I had set my multimeter to the 'milliamps' setting to see how much current would flow, and for a split second, barely any current at all had flowed between them. I forget the exact number, but nothing to sneeze at.

My opinion: doesn't damage anything if you do it correctly.
The discharge would have been vey small, the capacitors involved are very tiny.

And that phot in post 109, will you take a photo from further back, it's kind of difficult to see where that is with no point of reference _ even knowing where the compressor is.

EDIT:
Never mind, I figured it out.
If that line is wet with gas, I think that's the fault.
That line goes into the EVAP purge valve, I'm surprised there isn't a code thrown up, but if the main diaphragm is leaking that bad and there is no sensor to monitor an internal leak, there won't be any code.
Assuming the diaphragm is ruptured, then the intake manifold would be sucking the gas fumes produced by the tank through the charcoal canister with no control at all from the computer.

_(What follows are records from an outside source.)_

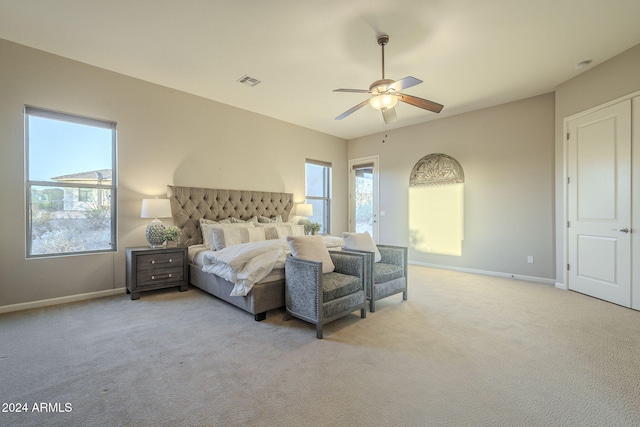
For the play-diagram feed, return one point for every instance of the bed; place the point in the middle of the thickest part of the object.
(189, 205)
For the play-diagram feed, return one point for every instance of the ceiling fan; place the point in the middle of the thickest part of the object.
(385, 93)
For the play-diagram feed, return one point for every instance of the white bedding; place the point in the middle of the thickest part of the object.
(249, 263)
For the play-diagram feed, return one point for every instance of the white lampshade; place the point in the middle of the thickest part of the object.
(304, 209)
(381, 102)
(155, 208)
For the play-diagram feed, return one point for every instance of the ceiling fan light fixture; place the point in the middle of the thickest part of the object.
(384, 101)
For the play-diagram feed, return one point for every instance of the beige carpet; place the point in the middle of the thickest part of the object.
(464, 350)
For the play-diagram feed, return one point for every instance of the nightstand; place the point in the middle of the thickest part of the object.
(156, 268)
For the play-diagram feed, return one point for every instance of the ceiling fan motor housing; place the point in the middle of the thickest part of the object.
(380, 86)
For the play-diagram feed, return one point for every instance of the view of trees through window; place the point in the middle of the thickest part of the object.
(364, 199)
(70, 186)
(318, 192)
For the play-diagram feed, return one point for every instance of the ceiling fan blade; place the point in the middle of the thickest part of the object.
(352, 109)
(352, 90)
(421, 103)
(389, 115)
(404, 83)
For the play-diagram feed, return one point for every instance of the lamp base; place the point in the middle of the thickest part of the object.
(155, 233)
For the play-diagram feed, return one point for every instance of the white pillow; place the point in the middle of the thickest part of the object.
(207, 231)
(311, 248)
(361, 242)
(230, 236)
(283, 231)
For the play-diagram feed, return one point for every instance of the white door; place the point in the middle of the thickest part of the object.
(363, 196)
(599, 204)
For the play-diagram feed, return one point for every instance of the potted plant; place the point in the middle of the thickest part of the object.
(314, 227)
(171, 235)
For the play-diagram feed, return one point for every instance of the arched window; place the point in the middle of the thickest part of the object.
(436, 205)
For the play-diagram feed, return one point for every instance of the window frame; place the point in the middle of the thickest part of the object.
(30, 111)
(326, 198)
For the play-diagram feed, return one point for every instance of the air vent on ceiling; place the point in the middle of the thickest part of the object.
(249, 81)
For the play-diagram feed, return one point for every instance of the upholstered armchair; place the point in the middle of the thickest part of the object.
(320, 298)
(385, 265)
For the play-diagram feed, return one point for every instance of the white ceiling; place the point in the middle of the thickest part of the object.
(469, 53)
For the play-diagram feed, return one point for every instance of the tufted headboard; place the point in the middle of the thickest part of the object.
(189, 204)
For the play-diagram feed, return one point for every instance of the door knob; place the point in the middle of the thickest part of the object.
(622, 230)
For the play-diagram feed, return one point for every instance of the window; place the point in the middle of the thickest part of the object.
(70, 184)
(318, 192)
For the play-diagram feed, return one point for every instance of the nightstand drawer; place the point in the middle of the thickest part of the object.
(158, 261)
(159, 276)
(156, 268)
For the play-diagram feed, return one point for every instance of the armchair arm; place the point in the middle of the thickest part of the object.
(349, 263)
(303, 280)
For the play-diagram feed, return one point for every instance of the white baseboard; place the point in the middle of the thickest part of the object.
(488, 273)
(60, 300)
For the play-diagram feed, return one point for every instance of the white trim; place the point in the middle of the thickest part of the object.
(60, 300)
(487, 273)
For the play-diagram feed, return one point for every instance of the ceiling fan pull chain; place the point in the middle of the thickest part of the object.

If my diagnosis is correct the charcoal will be choked with fuel with the intake manifold constantly sucking the fuel into the EVAP system.

To see if this is the problem, remove that hose and block of the port on the manifold.
Plug the hose too and also disconnect the yellow vacuum line from the EVAP purge valve.
Remember to plug the "live" vacuum line that you just disconnected.
Don't leave the hose itself plugged off too long, you don't want allot of pressure building up in the tank from the gas fumes, just leave it plugged off long enough to see if it's the problem, but make sure that the manifold vacuum port is plugged off, having that open will cause a major vacuum leak and cause the truck to run like crap _ if at all.

This will throw an EVAP code up, but if your fuel millage increases then the EVAP system is the problem.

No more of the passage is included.